A hijack message transmitted by the pilot of a JetBlue flight at the JFK Airport in New York created a panic situation and SWAT came to the scene. Flight 1623 was bound for Los Angeles and the pilot was having some problems with the radio transmission. This resulted in security carrying out a laid down drill which resulted in total disorder.

Daily Mail UK reports that while police and firefighters surrounded A320 Airbus, armed SWAT members stormed on board, asked the travelers to put up their hands and searched the aircraft.

Airlines are afraid of hijacks

The threat of hijack on the JetBlue flight to Los Angeles appeared to be a false alarm because the pilot had transmitted the wrong code to the controller on the ground. Shortly before departure from JFK Airport, the pilot had difficulties with the onboard radio equipment and wanted to pass on the message to the ground. He relayed the matter of a communication error to the controllers, but due to an oversight, he used the code assigned for a hijacking.

Immediately, the hijacking drill was initiated and the aircraft that was taxiing was stopped on the tarmac, surrounded by officials and it was prevented from proceeding to the terminal. A spokeswoman for JetBlue has described the incident as a "false alarm." According to investigations, it was discovered that there was no security threat and the aircraft was allowed to proceed to its destination.
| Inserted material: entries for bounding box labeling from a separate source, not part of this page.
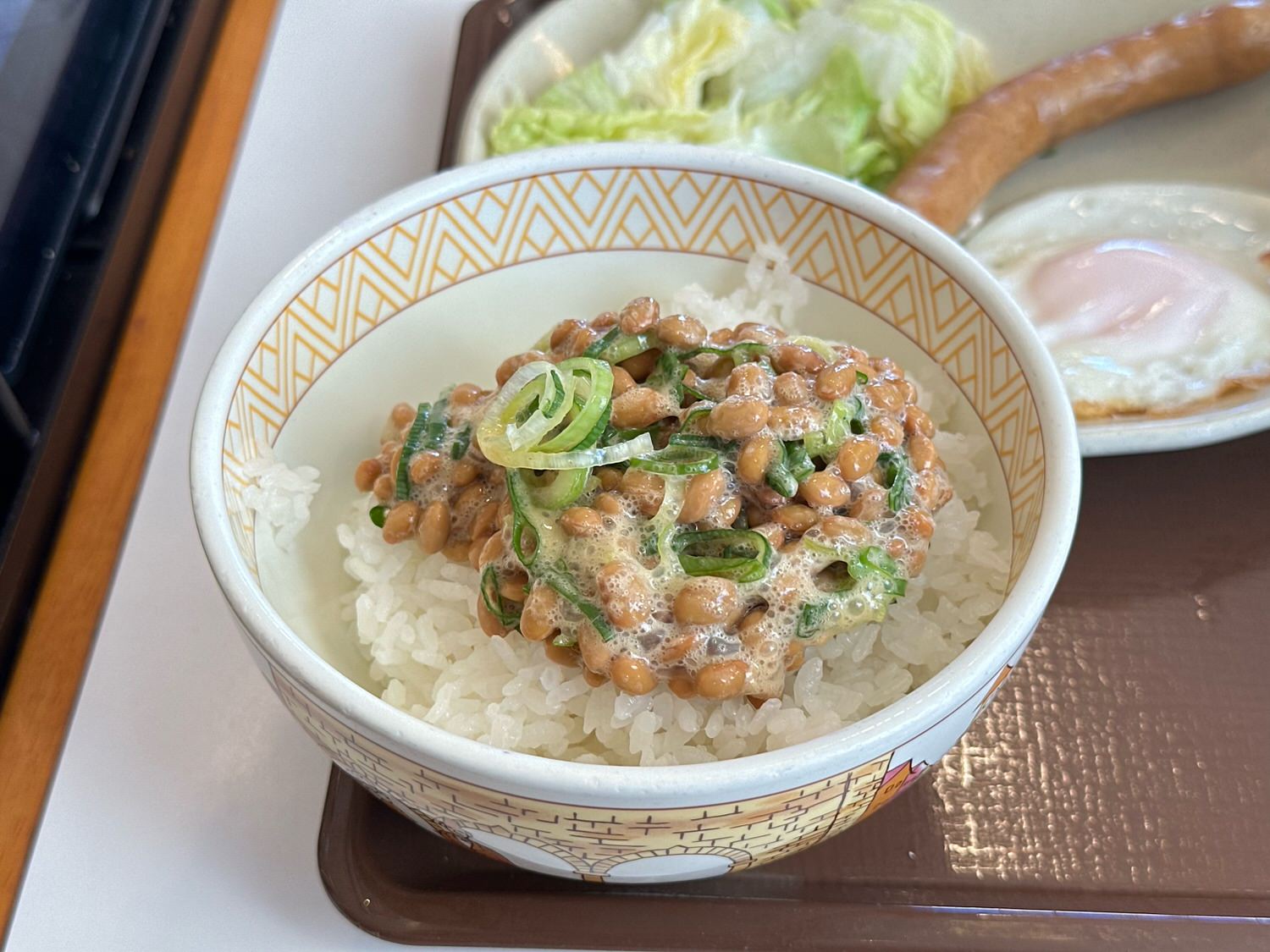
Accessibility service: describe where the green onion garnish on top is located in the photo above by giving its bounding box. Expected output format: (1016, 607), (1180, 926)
(630, 443), (719, 476)
(878, 451), (914, 513)
(395, 404), (432, 499)
(671, 530), (772, 581)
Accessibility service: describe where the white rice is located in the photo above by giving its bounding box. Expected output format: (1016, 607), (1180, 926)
(338, 246), (1008, 766)
(243, 446), (322, 553)
(338, 421), (1008, 766)
(670, 245), (808, 330)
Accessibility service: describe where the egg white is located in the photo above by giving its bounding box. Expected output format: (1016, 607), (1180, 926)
(967, 183), (1270, 418)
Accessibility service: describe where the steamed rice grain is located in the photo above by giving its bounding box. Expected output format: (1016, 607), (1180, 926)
(338, 401), (1008, 766)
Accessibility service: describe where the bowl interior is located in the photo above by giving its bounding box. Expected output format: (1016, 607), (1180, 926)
(256, 250), (1011, 687)
(213, 157), (1062, 721)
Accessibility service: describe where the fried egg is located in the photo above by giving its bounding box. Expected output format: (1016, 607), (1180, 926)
(967, 184), (1270, 419)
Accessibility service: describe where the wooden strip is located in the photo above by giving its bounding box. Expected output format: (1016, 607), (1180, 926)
(0, 0), (276, 936)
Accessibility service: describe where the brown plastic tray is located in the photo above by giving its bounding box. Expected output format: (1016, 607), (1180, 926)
(318, 0), (1270, 952)
(319, 421), (1270, 951)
Relevant authorities like the Department of Homeland Security, the FBI, and the Federal Aviation Administration have been kept in the picture.

Pilots must be careful with hijack code

In order to ensure the safety of the aircraft and its passengers from hijacking, strict security measures have been introduced. Possibilities of a hijack are remote and have also reduced considerably.

However, the incident at JFK Airport must have taken the authorities by surprise.

New York Daily News confirmed that many people on the flight were scared out of their wits. One woman tweeted that she thought she would not get out alive. The pilot even held up his phone number at once stage, hoping the police would call him so he could talk to them and tell them what had happened on the JetBlue flight headed for Los Angeles

It was a false alarm and all concerned took prompt action to handle the issue but there should be some double check procedure in place when such sensitive codes are used. To err is human and whenever the hijack code is used, there must be an audio or visual feedback to confirm that all is in order. That way, human error of this nature can be minimized.